Installation view at Xu Bing: Book from The Sky, at Blanton Museum of Art, TX, U.S.A., 2016. Courtesy of Xu Bing Studio
Photo Courtesy of Tianchu Xu

On view: “Book from the Sky” is an immersive installation by internationally recognized Chinese artist Xu Bing currently on exhibition at the Blanton Museum of Art at the University of Texas, Austin. The pioneering artwork was first exhibited in 1988 and again the following year at the infamous “China/Avant Garde” exhibition at the National Gallery in Beijing. Over 10 years in the making, Book from the Sky incorporates over 4,000 Chinese characters hand-carved and meticulously printed on books, hanging scrolls and hand scrolls, installed on the floors, walls and ceiling of the gallery.
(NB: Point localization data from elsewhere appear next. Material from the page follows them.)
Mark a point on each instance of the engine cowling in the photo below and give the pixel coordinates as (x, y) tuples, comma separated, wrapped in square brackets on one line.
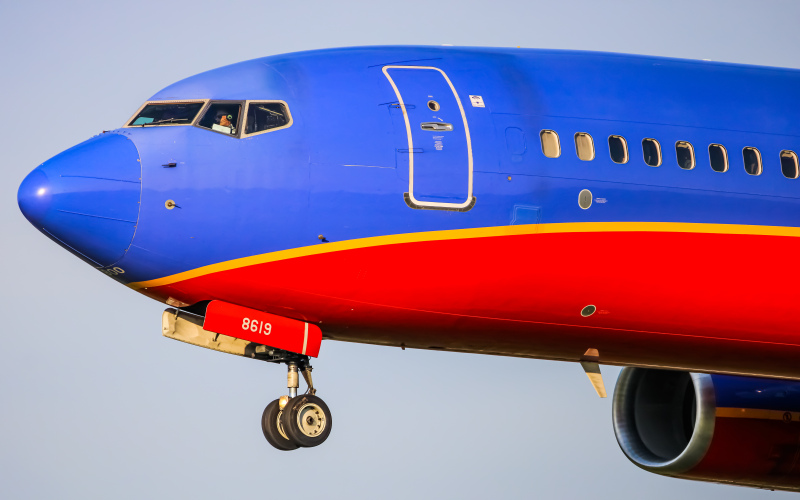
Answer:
[(721, 428)]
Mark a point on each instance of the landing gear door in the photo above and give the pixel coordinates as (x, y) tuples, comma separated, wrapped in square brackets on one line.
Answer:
[(437, 143)]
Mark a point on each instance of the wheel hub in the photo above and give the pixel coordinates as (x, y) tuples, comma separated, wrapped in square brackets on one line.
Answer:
[(311, 420)]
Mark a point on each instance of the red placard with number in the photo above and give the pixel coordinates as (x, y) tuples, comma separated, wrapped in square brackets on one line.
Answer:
[(263, 328)]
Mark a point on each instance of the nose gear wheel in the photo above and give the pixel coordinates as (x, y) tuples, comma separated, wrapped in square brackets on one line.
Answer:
[(295, 421)]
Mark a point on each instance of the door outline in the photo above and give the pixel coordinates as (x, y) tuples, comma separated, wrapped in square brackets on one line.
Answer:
[(432, 204)]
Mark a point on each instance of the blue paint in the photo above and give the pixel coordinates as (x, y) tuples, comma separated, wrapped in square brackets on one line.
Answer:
[(337, 170), (756, 393), (87, 198)]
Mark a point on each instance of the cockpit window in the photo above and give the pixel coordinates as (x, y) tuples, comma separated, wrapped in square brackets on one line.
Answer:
[(222, 117), (170, 113), (263, 116)]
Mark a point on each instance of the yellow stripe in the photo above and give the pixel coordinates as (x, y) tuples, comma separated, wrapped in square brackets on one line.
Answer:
[(786, 416), (481, 232)]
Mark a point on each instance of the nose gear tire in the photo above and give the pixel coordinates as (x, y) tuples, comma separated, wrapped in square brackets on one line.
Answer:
[(307, 420), (270, 422)]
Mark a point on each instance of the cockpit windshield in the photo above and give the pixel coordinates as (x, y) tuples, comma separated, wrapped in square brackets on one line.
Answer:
[(172, 113)]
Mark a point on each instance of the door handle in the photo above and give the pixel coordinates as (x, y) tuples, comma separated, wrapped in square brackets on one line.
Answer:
[(436, 126)]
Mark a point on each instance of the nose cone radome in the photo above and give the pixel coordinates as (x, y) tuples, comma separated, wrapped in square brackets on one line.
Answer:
[(87, 198)]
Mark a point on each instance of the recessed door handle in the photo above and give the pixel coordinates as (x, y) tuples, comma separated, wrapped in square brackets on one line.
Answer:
[(437, 127)]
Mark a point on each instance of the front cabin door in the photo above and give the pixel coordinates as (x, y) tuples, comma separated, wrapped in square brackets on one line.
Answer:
[(438, 142)]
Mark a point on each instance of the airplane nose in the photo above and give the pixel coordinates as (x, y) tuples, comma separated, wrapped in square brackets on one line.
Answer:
[(86, 199)]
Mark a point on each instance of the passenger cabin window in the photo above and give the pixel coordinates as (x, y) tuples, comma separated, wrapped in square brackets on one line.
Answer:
[(618, 148), (168, 113), (263, 116), (685, 153), (752, 161), (652, 152), (222, 117), (718, 156), (551, 147), (584, 146), (789, 165)]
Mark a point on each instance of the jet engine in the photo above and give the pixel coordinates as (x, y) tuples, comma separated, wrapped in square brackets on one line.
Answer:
[(721, 428)]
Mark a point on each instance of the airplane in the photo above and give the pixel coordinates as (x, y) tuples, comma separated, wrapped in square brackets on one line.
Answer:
[(594, 208)]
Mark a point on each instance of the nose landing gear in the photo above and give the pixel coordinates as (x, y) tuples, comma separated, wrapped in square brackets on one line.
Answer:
[(293, 421)]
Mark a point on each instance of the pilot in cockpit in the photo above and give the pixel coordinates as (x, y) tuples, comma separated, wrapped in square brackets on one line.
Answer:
[(223, 121)]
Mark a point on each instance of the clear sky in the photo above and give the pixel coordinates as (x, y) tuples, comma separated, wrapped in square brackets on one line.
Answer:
[(95, 403)]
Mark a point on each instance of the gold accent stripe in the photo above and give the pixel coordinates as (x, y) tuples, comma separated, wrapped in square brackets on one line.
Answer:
[(480, 232), (786, 416)]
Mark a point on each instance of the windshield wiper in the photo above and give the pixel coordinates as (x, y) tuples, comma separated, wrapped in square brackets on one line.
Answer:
[(166, 120)]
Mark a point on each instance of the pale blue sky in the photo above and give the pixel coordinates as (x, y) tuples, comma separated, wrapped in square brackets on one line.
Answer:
[(94, 403)]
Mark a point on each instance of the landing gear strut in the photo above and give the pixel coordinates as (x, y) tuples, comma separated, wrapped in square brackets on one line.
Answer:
[(293, 421)]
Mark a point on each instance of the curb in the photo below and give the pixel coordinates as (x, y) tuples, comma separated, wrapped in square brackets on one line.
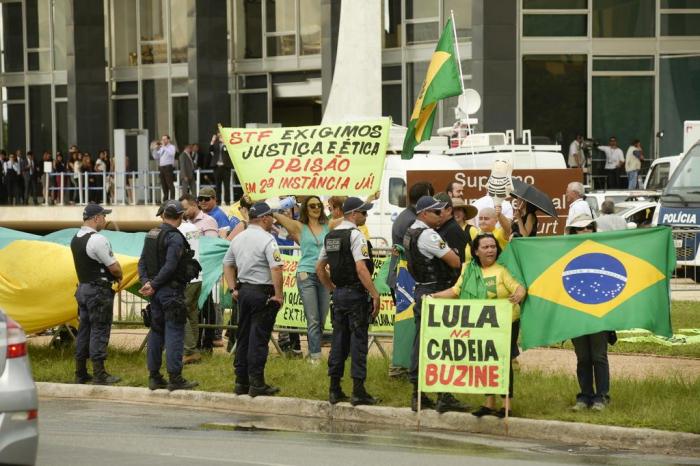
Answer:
[(657, 441)]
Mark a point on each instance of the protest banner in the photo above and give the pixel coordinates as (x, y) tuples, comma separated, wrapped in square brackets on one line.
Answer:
[(465, 346), (329, 159), (553, 182), (291, 314)]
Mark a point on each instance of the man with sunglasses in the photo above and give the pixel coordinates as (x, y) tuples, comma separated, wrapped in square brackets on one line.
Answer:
[(435, 267), (355, 300), (253, 273), (96, 268)]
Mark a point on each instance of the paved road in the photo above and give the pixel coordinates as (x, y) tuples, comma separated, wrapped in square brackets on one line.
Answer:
[(76, 432)]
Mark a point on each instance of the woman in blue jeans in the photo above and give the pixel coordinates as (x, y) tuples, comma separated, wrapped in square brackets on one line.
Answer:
[(309, 231)]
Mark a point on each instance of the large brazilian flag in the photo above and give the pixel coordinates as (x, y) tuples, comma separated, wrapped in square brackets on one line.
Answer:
[(583, 284), (442, 80)]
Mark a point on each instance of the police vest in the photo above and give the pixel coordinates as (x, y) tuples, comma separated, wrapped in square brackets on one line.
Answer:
[(425, 270), (87, 268), (340, 259), (155, 249)]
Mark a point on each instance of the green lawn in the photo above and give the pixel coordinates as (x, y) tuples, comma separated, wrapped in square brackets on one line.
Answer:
[(655, 403)]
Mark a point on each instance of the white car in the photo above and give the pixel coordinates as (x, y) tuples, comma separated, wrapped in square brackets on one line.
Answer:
[(19, 432), (639, 213)]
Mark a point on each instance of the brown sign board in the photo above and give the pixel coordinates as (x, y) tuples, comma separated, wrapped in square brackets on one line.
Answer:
[(553, 182)]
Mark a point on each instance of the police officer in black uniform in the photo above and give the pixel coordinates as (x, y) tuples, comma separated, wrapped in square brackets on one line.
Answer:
[(355, 300), (435, 267), (96, 268), (253, 272), (166, 265)]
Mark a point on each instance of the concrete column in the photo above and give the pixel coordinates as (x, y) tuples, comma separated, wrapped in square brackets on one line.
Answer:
[(88, 106), (207, 59), (494, 62)]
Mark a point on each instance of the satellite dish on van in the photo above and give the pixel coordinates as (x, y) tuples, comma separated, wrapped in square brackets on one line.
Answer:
[(469, 102)]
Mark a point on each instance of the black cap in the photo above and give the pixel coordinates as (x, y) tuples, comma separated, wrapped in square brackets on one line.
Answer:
[(259, 209), (94, 209), (429, 203), (355, 204), (172, 208)]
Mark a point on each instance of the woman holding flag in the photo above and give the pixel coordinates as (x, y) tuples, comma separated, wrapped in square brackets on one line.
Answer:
[(483, 278)]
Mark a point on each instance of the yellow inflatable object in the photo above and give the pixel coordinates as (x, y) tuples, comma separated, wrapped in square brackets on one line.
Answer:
[(38, 282)]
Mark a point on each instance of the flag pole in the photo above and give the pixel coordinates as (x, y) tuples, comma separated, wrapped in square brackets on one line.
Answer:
[(459, 61)]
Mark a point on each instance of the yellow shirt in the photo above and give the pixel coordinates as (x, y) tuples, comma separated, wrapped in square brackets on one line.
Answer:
[(498, 233), (500, 284)]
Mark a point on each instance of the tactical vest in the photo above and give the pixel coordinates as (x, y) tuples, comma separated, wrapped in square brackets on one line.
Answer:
[(155, 250), (426, 270), (340, 259), (87, 268)]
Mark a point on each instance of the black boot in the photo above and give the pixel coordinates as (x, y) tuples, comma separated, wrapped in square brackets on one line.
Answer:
[(447, 402), (258, 387), (178, 382), (335, 393), (242, 386), (156, 381), (81, 373), (101, 376), (360, 395)]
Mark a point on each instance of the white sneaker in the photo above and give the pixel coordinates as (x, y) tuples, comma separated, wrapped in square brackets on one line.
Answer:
[(579, 406)]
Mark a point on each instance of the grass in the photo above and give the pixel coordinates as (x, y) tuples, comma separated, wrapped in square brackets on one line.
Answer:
[(684, 314), (657, 403)]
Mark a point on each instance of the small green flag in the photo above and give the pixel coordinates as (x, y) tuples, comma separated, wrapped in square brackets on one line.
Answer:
[(442, 80), (583, 284)]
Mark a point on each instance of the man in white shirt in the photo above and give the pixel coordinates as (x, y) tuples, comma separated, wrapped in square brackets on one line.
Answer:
[(614, 159), (577, 203)]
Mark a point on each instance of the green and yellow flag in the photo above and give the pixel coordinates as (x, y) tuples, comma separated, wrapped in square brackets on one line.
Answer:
[(441, 81), (583, 284)]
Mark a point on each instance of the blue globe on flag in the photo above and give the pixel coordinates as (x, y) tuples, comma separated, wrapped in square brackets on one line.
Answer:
[(594, 278)]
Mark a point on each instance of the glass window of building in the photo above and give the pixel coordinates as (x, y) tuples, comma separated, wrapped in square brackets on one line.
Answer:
[(280, 27), (422, 21), (153, 34), (624, 18), (124, 30), (12, 38), (554, 94), (310, 27), (40, 126), (678, 101), (391, 24), (180, 32), (463, 16), (60, 8), (248, 27)]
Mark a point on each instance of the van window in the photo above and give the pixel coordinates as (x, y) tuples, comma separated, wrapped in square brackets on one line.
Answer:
[(397, 192), (658, 177)]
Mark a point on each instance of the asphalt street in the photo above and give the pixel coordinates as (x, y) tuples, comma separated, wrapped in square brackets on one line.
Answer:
[(83, 432)]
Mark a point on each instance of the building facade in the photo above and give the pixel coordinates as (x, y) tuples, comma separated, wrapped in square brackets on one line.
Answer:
[(71, 71)]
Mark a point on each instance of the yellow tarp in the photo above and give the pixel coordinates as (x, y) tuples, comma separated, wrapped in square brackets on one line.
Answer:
[(38, 282)]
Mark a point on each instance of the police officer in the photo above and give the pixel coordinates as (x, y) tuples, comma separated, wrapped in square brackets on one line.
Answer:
[(166, 265), (96, 268), (253, 273), (355, 300), (435, 267)]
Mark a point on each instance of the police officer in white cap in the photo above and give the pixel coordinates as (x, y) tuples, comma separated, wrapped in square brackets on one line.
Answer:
[(435, 267), (355, 300), (97, 268), (253, 273), (166, 266)]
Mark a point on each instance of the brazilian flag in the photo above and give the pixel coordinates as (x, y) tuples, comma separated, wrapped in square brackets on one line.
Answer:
[(588, 283), (442, 80)]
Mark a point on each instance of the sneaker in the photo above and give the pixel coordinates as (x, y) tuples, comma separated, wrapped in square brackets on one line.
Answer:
[(579, 406), (598, 406)]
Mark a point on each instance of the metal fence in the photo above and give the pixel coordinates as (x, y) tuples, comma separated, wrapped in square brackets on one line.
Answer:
[(139, 187)]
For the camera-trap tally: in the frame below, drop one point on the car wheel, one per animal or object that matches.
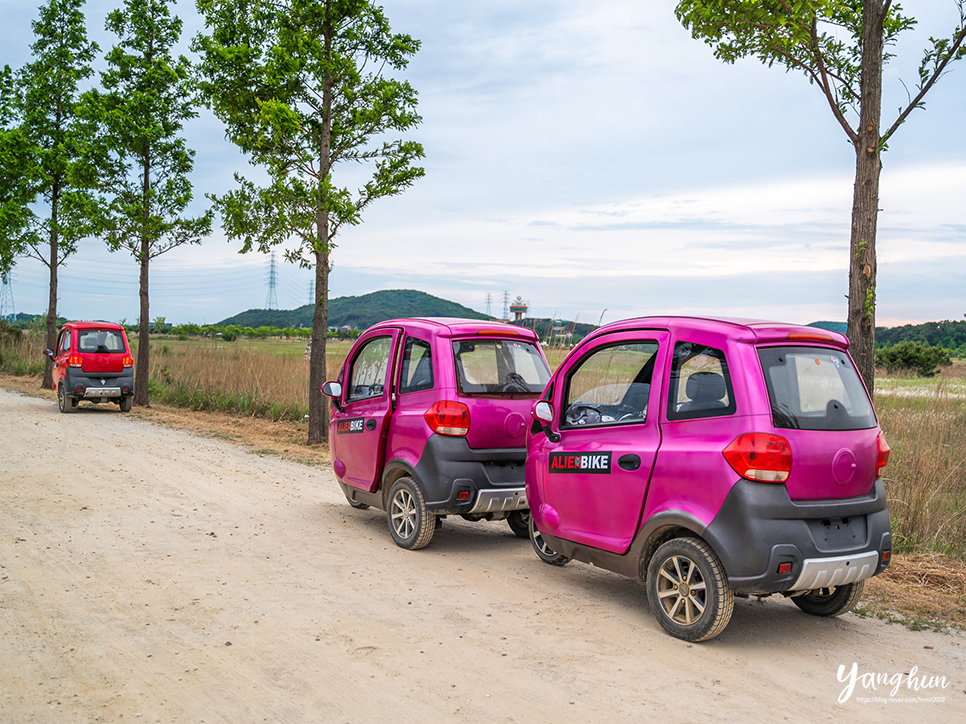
(688, 591)
(411, 525)
(830, 601)
(64, 403)
(541, 548)
(519, 522)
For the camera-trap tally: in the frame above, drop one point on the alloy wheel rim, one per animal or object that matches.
(403, 514)
(682, 590)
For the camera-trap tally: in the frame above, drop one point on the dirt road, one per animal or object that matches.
(150, 575)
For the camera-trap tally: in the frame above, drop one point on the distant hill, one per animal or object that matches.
(832, 326)
(576, 330)
(359, 312)
(948, 334)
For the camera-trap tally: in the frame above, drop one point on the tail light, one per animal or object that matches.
(447, 417)
(760, 456)
(883, 458)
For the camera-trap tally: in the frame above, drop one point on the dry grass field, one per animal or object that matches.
(255, 392)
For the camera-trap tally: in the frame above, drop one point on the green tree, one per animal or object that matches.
(146, 100)
(916, 357)
(16, 174)
(840, 47)
(60, 143)
(302, 86)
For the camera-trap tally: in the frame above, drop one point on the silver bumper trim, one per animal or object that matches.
(497, 501)
(103, 392)
(830, 572)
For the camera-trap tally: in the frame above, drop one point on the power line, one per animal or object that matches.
(271, 300)
(7, 308)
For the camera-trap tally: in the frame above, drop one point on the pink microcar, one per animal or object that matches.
(429, 419)
(712, 458)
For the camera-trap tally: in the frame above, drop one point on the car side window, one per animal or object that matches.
(417, 366)
(368, 376)
(610, 386)
(104, 341)
(700, 384)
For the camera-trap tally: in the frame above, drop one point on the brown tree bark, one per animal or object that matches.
(48, 381)
(142, 370)
(318, 403)
(865, 198)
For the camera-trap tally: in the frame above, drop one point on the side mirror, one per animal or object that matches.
(333, 390)
(542, 412)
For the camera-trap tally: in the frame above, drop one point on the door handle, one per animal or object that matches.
(629, 462)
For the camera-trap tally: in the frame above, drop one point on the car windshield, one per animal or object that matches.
(105, 341)
(499, 366)
(815, 389)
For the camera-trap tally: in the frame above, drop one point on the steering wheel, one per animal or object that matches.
(514, 382)
(626, 412)
(583, 413)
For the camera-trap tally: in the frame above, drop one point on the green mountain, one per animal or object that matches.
(831, 326)
(359, 312)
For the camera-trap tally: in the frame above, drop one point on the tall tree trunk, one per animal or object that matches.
(865, 198)
(48, 381)
(318, 403)
(142, 371)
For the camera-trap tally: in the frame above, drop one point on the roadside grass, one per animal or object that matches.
(268, 379)
(917, 591)
(924, 421)
(21, 353)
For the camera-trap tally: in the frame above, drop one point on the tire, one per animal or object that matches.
(519, 522)
(411, 525)
(64, 403)
(830, 601)
(540, 547)
(688, 591)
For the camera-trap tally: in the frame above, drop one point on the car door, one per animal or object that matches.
(61, 354)
(595, 476)
(361, 426)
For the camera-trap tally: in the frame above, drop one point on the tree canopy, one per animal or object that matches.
(147, 97)
(303, 86)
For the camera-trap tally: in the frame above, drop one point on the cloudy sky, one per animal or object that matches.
(591, 158)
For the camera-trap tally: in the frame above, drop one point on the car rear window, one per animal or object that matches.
(103, 341)
(815, 388)
(499, 366)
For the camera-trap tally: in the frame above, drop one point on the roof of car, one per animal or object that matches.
(93, 325)
(449, 326)
(748, 330)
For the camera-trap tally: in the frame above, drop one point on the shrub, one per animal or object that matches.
(916, 357)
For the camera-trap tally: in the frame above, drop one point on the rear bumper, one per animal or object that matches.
(459, 480)
(826, 543)
(85, 386)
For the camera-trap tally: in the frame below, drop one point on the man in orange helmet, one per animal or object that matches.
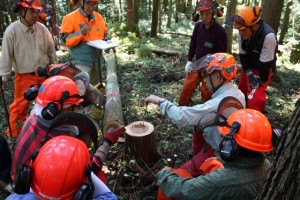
(26, 45)
(51, 116)
(245, 165)
(60, 169)
(80, 27)
(257, 51)
(217, 71)
(208, 37)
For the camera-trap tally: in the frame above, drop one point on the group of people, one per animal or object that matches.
(228, 156)
(228, 159)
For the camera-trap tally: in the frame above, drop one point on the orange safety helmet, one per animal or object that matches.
(205, 5)
(59, 168)
(35, 4)
(246, 17)
(52, 90)
(255, 132)
(223, 62)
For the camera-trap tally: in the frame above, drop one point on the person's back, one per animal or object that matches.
(208, 37)
(245, 165)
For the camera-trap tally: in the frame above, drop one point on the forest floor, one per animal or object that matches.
(141, 73)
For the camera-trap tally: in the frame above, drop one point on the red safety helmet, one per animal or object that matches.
(34, 4)
(223, 62)
(52, 90)
(59, 168)
(205, 5)
(255, 132)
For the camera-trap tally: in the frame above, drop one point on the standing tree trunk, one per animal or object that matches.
(269, 10)
(120, 11)
(136, 17)
(285, 23)
(130, 15)
(154, 18)
(113, 116)
(159, 17)
(295, 53)
(169, 14)
(230, 11)
(282, 181)
(177, 11)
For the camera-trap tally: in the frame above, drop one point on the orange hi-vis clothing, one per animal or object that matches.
(191, 82)
(72, 37)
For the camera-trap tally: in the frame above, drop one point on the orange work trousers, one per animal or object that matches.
(207, 166)
(18, 110)
(191, 82)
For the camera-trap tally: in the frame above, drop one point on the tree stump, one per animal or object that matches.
(140, 143)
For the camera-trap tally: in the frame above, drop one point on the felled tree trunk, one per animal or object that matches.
(282, 181)
(140, 143)
(113, 117)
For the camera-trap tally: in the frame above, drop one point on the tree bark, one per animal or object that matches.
(130, 15)
(282, 181)
(154, 18)
(230, 11)
(285, 23)
(136, 17)
(113, 108)
(169, 14)
(269, 10)
(166, 52)
(140, 143)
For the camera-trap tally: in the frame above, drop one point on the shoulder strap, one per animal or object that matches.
(225, 103)
(86, 125)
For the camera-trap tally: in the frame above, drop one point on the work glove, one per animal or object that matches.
(112, 135)
(253, 79)
(187, 67)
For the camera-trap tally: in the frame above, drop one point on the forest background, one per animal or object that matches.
(153, 37)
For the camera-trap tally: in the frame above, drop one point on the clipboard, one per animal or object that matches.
(101, 44)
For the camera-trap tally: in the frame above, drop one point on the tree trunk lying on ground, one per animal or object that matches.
(283, 179)
(166, 52)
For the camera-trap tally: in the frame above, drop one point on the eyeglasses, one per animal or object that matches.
(91, 4)
(239, 22)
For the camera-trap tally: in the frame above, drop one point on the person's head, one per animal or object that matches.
(61, 169)
(88, 6)
(29, 11)
(57, 94)
(248, 129)
(246, 20)
(207, 11)
(216, 69)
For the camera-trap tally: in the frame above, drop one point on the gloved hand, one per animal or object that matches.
(187, 67)
(253, 79)
(112, 136)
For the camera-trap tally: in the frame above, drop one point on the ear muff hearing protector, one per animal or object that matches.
(31, 93)
(228, 147)
(54, 108)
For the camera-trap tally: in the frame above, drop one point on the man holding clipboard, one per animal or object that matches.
(78, 28)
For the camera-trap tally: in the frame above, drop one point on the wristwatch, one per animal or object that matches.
(161, 101)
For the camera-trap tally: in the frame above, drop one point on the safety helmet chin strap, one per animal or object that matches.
(24, 16)
(212, 84)
(82, 7)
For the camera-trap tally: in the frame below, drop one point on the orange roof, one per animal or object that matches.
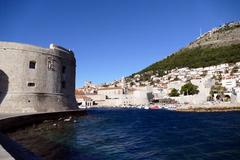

Though not immediately apparent, characters are crafted in a calligraphic style dating to Song-style characters, but are, in fact, completely fictional. Xu Bing, who came of age during the Cultural Revolution, was witness also to the barriers created to the past through the construction of the new simplified Chinese characters. He writes, “To change the written word is to strike at the very foundation of a culture: to reconstruct language … cuts to the heart of one’s being.” Through this post-Revolutionary work, the artist underscores the repercussions of this action, and questions the relationship between language and the written word.